Parallelwelt

„Dick?? Wer ist hier dick??
Nein, mein Herz, ich war mitnichten schon immer so, wie du mich jetzt siehst.

Ich gebe zu, ich lasse mich gehen, beizeiten. Oder sollte ich sagen: Zuweilen?“

Seine sonore Stimme zieht durch das für eine Handwerksfamilie erstaunlich geräumige Häuschen Regensburgs.

Er lacht lange und laut, irgendwann wird das Lachen zu einem Glucksen, seine in diesem Moment wieder um Jahre jünger in die Welt blickenden Augen haben sich mit Tränen gefüllt, die er nun mit seiner kräftigen Hand wegwischt.

Es sind die Hände eines Schmiedes, einem aufmerksamen Beobachter würde dennoch deren Zartheit auffallen, ein Beweis dafür, dass die Finger immer noch in der Lage waren zärtlich zu berühren.

„Vater, hör doch bitte auf mit dem Blödsinn und sei einmal normal. Du weißt, dass ich selbst sehr viel zu tun habe und ich möchte gerne die Zeit mit dir nützen, ehe ich mich wieder meiner Arbeit widmen muss.“ Reichlich bemüht die höflichen Umgangsformen zu wahren, sieht  Isabella ihren Vater mit seitlich verdrehter Unterlippe an.

Der Schmied legt seinen Kopf schräg. Auch das eine Geste, die sie seit frühester Kindheit kennt, zusammen mit seinem Hundeblick, den er einzusetzen verstand wie kein zweiter, war es ihm immer wieder gelungen, die Menschen um ihn herum zu überzeugen von Dingen, die ihnen selbst niemals in den Sinn gekommen wären.

Plötzlich wird er ernst und sieht seine Tochter genau an.
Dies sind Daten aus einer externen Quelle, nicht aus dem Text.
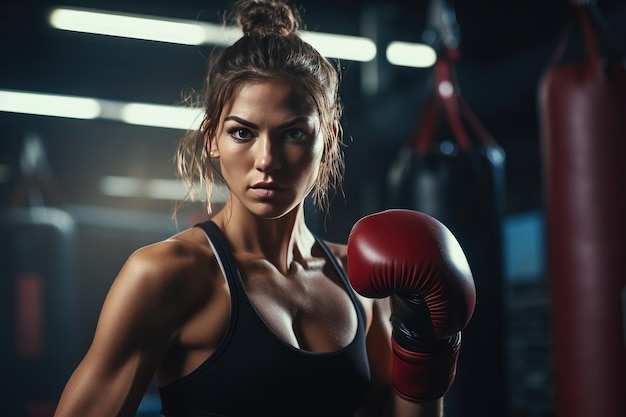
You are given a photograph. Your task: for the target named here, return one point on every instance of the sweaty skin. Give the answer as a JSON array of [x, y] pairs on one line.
[[167, 309]]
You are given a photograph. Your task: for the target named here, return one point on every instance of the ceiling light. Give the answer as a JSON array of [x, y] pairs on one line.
[[190, 32], [49, 105], [127, 26], [416, 55], [160, 115]]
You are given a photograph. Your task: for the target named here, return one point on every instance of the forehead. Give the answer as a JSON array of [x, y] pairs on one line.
[[272, 95]]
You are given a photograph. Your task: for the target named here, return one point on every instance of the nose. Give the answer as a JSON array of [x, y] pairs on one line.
[[267, 156]]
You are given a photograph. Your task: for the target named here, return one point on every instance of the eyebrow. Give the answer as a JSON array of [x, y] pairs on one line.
[[251, 125]]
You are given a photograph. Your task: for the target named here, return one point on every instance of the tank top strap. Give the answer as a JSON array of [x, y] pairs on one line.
[[224, 256], [344, 278]]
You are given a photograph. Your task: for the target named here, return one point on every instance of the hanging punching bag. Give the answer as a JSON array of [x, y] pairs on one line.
[[43, 335], [583, 118], [460, 181]]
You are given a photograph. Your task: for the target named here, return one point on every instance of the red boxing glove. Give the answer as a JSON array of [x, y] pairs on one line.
[[415, 259]]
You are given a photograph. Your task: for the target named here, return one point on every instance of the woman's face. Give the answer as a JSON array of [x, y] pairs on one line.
[[269, 145]]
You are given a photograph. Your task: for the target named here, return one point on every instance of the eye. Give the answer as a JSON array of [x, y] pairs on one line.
[[240, 133], [295, 134]]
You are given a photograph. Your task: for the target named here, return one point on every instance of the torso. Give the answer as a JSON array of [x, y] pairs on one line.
[[284, 326], [308, 307]]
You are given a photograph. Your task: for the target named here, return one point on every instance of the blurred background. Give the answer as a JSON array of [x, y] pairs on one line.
[[82, 187]]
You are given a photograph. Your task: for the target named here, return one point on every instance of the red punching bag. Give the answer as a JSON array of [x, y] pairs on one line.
[[583, 120], [458, 178]]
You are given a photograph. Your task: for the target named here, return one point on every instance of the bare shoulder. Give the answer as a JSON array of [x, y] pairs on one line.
[[174, 272], [340, 251]]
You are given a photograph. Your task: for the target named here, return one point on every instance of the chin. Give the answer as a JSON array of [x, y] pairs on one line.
[[272, 212]]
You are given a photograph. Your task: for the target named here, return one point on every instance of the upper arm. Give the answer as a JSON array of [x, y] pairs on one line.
[[137, 323]]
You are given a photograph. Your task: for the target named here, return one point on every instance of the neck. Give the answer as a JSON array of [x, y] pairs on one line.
[[279, 241]]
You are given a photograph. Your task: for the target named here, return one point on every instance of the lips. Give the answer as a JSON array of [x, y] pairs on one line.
[[264, 190]]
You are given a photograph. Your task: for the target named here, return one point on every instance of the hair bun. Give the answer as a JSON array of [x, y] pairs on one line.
[[266, 17]]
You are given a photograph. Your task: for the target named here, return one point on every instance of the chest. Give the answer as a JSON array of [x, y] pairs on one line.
[[308, 308]]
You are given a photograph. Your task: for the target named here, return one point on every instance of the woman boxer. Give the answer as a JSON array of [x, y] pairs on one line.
[[249, 313]]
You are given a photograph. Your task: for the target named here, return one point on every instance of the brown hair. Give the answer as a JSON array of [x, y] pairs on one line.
[[270, 48]]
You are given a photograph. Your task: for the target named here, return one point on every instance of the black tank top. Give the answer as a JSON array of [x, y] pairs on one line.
[[255, 373]]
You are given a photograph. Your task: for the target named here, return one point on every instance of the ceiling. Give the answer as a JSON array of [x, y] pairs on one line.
[[505, 46]]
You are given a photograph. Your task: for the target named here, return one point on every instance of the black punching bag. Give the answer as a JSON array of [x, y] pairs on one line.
[[583, 115], [460, 181], [42, 334]]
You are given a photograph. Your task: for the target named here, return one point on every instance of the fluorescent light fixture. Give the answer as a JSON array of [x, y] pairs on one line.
[[160, 115], [5, 173], [352, 48], [49, 105], [188, 32], [127, 26], [406, 54], [145, 114], [159, 189]]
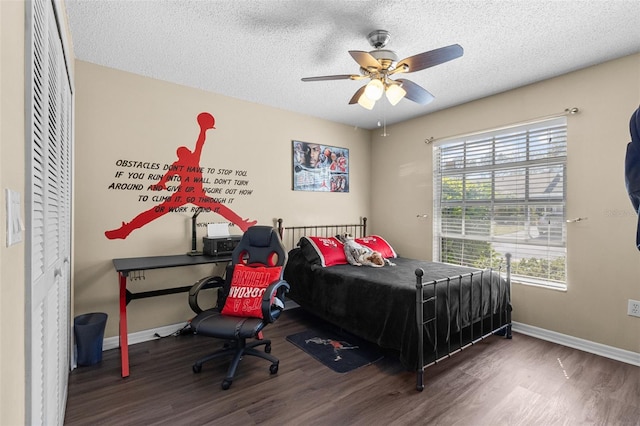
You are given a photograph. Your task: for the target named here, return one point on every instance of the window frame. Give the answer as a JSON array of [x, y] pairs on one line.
[[477, 159]]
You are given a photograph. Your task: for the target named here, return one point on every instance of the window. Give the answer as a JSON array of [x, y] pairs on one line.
[[502, 192]]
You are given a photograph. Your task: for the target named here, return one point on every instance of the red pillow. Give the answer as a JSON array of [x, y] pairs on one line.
[[327, 251], [248, 285], [379, 244]]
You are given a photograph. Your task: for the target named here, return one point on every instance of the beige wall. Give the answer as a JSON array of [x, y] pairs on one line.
[[603, 264], [12, 175], [121, 116]]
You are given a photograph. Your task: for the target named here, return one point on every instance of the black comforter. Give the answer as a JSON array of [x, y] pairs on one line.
[[379, 304]]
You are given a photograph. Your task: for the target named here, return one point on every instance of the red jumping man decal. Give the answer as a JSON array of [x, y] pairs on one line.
[[187, 168]]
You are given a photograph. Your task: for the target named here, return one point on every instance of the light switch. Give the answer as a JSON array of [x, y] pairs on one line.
[[14, 221]]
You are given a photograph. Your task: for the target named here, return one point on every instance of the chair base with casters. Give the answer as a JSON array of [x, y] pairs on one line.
[[238, 330], [259, 250]]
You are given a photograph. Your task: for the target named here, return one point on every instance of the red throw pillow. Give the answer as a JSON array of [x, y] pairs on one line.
[[248, 285], [327, 251], [379, 244]]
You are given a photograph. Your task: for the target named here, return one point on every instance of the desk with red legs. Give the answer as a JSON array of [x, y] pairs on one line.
[[125, 266]]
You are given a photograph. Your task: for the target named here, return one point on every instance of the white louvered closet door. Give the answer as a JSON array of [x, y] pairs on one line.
[[48, 218]]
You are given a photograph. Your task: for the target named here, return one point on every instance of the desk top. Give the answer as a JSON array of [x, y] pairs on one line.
[[128, 264]]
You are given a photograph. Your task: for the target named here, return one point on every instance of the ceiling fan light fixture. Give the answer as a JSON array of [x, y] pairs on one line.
[[395, 93], [365, 102], [374, 89]]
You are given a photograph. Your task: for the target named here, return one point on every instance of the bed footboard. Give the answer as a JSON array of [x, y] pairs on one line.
[[500, 325]]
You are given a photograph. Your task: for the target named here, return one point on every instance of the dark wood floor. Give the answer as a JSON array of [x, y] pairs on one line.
[[523, 381]]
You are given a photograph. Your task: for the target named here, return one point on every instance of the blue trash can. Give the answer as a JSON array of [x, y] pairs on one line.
[[89, 332]]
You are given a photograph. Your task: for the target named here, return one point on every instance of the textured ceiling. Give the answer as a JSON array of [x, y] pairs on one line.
[[259, 50]]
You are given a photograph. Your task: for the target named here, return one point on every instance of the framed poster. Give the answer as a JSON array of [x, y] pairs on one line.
[[321, 168]]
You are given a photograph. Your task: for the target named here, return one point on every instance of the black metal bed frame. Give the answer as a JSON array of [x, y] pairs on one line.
[[291, 235]]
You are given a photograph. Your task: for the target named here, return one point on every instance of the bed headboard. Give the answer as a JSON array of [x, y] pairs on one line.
[[292, 234]]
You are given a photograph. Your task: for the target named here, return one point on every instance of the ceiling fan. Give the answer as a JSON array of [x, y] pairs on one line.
[[380, 64]]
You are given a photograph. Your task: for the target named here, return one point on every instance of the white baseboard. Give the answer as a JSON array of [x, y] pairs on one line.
[[611, 352], [142, 336]]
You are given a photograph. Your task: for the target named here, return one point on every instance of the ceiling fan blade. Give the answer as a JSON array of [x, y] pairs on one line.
[[356, 96], [431, 58], [332, 77], [364, 59], [415, 92]]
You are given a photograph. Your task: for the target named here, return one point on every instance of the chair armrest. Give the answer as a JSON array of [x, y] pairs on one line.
[[204, 283], [270, 308]]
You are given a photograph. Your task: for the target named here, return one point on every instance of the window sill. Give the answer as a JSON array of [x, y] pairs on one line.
[[556, 287]]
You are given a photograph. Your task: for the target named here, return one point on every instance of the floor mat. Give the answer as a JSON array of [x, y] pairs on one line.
[[339, 351]]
„Meine Güte! Ich weiß, dass ich das nicht das erste mal sage, aber du bist unglaublich schön!“

„PAPA!!“

„Was denn? Ich darf das sagen schließlich bin ich dein Vater. Du erinnerst mich so sehr an deine Mutter, als wir uns kennenlernten…“

„Ich dachte sie sei viel ältr gewesen als ich jetzt, als ihr euch kennen lernten?“
Der Schmied nickt und erhebt sich endlich von seiner Bank, jener Sitzgelegenheit, die er mit Fellen der eigenen Heidschnucken etwas weicher gestaltet hat, um seine Tochter ordentlich zu begrüßen.
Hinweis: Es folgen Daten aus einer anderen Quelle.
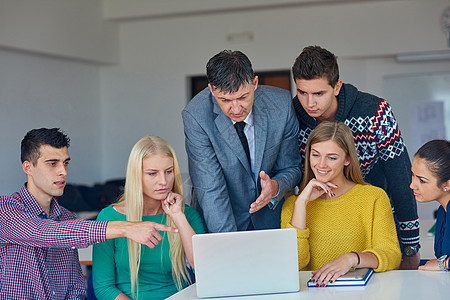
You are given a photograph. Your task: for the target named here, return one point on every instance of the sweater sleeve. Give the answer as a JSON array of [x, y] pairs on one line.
[[302, 234], [104, 266], [397, 167], [384, 239]]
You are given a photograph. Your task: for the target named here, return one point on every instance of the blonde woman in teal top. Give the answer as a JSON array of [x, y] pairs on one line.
[[123, 269]]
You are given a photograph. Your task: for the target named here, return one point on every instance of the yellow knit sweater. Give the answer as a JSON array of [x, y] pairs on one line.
[[361, 220]]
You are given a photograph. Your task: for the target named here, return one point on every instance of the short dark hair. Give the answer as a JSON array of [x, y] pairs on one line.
[[316, 62], [229, 70], [35, 138], [436, 153]]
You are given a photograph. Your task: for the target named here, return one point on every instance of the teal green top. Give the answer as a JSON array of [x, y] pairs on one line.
[[111, 271]]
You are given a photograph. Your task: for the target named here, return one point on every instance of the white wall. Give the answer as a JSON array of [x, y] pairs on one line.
[[40, 92], [146, 92], [158, 47]]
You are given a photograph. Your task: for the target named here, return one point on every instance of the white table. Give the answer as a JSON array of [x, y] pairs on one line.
[[387, 285]]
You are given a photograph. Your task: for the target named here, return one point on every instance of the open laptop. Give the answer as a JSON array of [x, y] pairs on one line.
[[246, 263]]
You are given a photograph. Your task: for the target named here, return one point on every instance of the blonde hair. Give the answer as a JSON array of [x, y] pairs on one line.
[[134, 204], [341, 134]]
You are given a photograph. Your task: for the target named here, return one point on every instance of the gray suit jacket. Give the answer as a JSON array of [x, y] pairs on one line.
[[223, 182]]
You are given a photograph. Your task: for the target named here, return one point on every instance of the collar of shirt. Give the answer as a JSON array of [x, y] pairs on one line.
[[33, 207]]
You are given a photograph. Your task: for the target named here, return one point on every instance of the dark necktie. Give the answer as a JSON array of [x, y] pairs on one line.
[[239, 126]]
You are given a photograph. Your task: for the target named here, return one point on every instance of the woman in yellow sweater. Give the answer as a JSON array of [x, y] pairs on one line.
[[341, 221]]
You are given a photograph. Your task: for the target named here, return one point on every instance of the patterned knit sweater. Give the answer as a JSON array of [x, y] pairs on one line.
[[382, 153], [360, 220]]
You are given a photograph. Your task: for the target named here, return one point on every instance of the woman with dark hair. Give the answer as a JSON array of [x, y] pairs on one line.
[[431, 182], [341, 221]]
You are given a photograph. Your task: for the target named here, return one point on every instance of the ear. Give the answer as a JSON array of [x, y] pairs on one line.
[[255, 82], [27, 167], [337, 88]]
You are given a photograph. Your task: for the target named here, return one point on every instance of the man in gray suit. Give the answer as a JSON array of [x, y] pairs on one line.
[[241, 141]]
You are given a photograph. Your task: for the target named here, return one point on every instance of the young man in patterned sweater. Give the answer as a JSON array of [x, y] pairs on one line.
[[382, 153]]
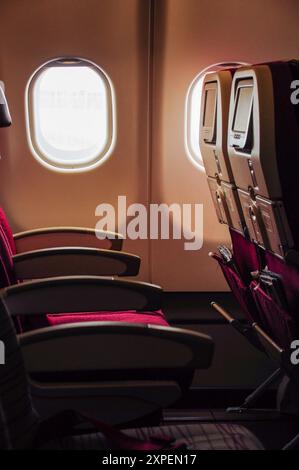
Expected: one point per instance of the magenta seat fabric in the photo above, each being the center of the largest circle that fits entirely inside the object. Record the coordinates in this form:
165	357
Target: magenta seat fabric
128	316
7	278
245	256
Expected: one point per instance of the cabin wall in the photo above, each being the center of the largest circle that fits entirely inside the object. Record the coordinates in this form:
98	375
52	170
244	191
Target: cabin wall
149	163
189	36
115	35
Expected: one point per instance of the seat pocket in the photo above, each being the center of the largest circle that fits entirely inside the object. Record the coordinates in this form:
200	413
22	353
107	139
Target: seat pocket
240	290
276	321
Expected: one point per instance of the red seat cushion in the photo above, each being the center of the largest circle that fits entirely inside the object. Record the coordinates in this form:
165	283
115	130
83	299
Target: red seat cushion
128	316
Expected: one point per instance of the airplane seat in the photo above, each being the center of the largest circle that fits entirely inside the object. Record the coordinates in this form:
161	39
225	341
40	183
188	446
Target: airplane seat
262	140
238	264
8	277
255	125
21	427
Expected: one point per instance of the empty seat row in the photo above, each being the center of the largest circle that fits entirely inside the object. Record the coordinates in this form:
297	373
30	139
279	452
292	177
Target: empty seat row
249	138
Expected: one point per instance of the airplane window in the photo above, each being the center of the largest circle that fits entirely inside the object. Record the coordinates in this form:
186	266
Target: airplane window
70	115
192	113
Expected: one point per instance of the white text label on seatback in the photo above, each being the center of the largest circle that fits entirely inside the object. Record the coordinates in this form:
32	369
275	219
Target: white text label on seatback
295	93
295	353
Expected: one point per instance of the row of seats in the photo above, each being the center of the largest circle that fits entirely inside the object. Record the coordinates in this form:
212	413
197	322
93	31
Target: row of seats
118	360
249	140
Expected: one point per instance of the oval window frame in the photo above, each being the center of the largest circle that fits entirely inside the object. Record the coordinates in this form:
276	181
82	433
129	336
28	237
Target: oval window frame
37	151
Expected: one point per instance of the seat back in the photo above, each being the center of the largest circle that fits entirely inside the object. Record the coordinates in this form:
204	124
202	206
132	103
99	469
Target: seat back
262	138
213	146
18	419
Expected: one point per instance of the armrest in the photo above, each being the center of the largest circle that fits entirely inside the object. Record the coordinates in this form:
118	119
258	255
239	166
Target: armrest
52	237
80	294
74	261
98	347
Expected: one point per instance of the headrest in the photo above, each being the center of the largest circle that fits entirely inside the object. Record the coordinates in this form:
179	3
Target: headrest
5	119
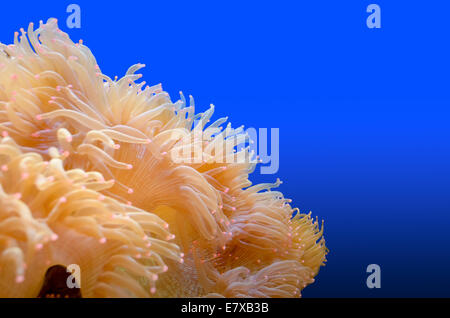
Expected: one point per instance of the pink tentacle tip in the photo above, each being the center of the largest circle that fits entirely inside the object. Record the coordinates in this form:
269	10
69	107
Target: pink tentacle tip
20	279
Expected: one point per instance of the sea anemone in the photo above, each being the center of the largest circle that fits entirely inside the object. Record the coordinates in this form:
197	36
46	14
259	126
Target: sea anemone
88	176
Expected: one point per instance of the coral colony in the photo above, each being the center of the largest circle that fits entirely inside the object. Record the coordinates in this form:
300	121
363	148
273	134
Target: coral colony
88	179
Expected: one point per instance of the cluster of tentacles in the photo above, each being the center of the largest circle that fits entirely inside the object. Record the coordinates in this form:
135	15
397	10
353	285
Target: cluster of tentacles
87	178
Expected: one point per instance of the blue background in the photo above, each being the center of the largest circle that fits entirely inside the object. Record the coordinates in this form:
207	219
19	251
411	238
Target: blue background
363	114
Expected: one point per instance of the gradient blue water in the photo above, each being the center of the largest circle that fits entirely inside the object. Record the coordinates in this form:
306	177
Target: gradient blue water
363	114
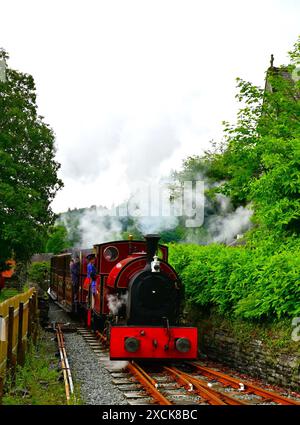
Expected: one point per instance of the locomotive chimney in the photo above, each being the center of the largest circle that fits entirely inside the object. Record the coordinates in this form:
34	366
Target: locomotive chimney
152	244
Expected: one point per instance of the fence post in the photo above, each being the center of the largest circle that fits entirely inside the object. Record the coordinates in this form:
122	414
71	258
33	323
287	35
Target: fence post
35	319
20	352
29	330
1	389
11	312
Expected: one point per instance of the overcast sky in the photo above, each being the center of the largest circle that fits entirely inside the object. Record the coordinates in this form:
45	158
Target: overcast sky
133	87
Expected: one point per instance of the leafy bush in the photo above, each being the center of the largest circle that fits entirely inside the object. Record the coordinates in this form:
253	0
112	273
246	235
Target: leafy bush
240	281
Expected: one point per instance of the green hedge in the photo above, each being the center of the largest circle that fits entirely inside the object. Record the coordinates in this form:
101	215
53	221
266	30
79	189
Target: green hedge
239	281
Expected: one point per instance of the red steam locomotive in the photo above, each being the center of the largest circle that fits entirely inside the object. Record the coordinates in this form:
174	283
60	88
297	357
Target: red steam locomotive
135	302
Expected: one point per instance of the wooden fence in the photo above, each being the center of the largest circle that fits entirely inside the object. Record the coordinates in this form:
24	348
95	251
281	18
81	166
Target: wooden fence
18	322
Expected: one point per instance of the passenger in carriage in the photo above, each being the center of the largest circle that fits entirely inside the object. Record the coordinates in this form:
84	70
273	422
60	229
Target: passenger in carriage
91	274
75	274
„Was ist denn das aber auch für eine Art, hier unangemeldet herein zu schneien und mich dann als dick zu bezeichnen, also weißt du…“

Die junge Frau wirft ihr Reisebündel in die Ecke und grinst ihn an, ehe sie ihn liebevoll in den Arm nimmt.

„Alter Narr. Ich komme jede Woche zu dir. Zwar ist es von Ingolstadt nicht weit bis hierher, aber es dauert nun doch immer seine Zeit. Ehe die Frage jetzt kommt: Nein, ich reise nicht allein, sondern wie immer mit einer Gruppe Kaufleute. Die halten mich inzwischen ja selbst für eine Ihresgleichen, so regelmäßig nehmen sie mich mit.“

Liebevoll nimmt sie den alten Mann in die Arme. Noch immer fühlt er sich an wie eine zu allem bereite gespannte Feder. Natürlich sieht man ihm sein Alter auch an, wenn auch kein Vergleich zu all den anderen Gleichaltrigen, die nur noch am Schimpfen über die Jugend waren, die modernen Zeiten und vor allem die Verkommenheit der Gesellschaft.
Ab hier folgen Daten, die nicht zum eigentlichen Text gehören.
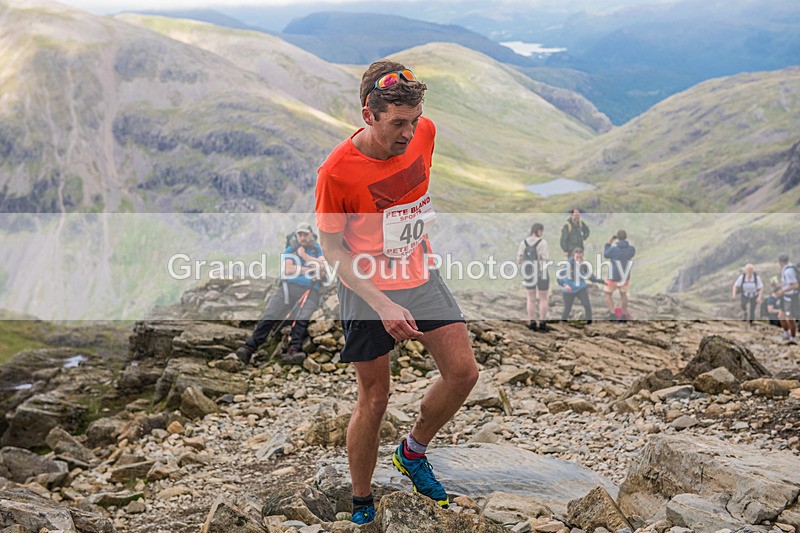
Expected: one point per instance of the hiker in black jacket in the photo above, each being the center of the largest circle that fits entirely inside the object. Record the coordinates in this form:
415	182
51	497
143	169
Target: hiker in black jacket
574	233
621	256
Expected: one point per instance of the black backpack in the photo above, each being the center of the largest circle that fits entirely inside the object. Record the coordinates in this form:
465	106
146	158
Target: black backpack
530	254
756	279
291	241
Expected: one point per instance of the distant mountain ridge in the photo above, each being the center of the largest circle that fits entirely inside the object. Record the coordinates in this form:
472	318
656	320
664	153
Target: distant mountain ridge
723	145
100	115
361	38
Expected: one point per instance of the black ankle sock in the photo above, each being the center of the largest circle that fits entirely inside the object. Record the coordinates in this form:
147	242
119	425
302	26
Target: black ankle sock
360	503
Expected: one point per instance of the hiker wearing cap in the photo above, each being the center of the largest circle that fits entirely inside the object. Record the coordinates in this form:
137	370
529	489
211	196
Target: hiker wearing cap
574	233
620	253
770	306
573	285
296	298
752	290
374	212
531	254
790	292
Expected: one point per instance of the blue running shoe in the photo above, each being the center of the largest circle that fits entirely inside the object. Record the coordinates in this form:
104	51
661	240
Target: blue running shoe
420	472
364	515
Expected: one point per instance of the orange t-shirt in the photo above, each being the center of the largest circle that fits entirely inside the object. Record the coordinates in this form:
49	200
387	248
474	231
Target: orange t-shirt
369	198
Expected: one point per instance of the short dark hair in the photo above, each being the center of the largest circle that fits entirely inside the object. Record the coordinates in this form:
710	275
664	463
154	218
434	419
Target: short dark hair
410	93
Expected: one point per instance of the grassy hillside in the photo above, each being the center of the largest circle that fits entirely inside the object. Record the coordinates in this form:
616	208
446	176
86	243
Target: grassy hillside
720	146
97	114
294	71
496	134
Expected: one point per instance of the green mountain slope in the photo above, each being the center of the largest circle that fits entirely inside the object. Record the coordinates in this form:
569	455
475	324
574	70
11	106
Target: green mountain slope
97	114
495	135
722	145
294	71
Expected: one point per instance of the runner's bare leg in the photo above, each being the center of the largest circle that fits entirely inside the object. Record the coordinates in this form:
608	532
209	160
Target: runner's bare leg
450	348
609	301
542	295
363	432
531	305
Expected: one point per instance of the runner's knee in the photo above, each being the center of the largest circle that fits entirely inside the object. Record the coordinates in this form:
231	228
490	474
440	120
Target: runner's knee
374	404
462	378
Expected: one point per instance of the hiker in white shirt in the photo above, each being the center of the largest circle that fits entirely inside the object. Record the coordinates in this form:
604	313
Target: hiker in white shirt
531	254
751	289
790	292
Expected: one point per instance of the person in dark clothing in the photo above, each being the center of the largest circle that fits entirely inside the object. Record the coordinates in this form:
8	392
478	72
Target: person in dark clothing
770	306
574	233
296	299
573	285
621	256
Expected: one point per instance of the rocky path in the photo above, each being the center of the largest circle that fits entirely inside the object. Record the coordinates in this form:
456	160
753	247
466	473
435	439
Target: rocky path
604	397
560	388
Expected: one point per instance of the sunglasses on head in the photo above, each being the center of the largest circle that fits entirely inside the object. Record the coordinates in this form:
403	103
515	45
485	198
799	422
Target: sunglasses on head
390	80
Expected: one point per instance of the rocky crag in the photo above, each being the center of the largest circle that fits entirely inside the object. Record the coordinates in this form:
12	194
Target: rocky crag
648	426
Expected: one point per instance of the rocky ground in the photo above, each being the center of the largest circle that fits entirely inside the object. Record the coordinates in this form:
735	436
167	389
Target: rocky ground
171	434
So viel fröhlicher ging es bei ihren Eltern zu.

„Mama ist wahrscheinlich wieder unterwegs, oder?“

Teoderich Muentzer grinst seine Tochter an und bemüht sich sichtlich nicht zu viel seiner inneren Gefühle Preis zu geben. Es würde ihr das Leben nur noch schwerer machen, würde sie sehen, wie sehr er diese wöchentlichen Besuche erwartete, sich danach sehnte. Sie sollte nicht aus Dankbarketi kommen, sie sollte Interesse an ihnen haben, an ihnen als Menschen, nicht nur als Eltern.

Wieder grinst er sie an, als er sich endlich von ihr löst und wieder auf dem Heidschnuckenfell Platz nimmt.

„Setz dich!“

Er schenkt ihr einen großen becher ein. „Du musst doch durstig sein, nach der Reise.“

„Das ist doch nicht etwa…“

„Natürlich nicht, den trinke ich selbst, ich weiß doch, dass du meinen Met zwar zu schätzen weißt, aber doch erst wenn der Mond die Sterne küsst.“

Isabella lacht. „Ja, da hast du wohl recht. Sie nmimmt einen großen Shluck von dem kühlen Wasser und fühlt sich mit einem mal wieder Zuhause. Zurück versetzt in jene Zeit, als sie in diesen Räumlichkeiten aufwuchs, mit den Nachbarskindern spielte und sich recht sorgenfrei entfalten konnte.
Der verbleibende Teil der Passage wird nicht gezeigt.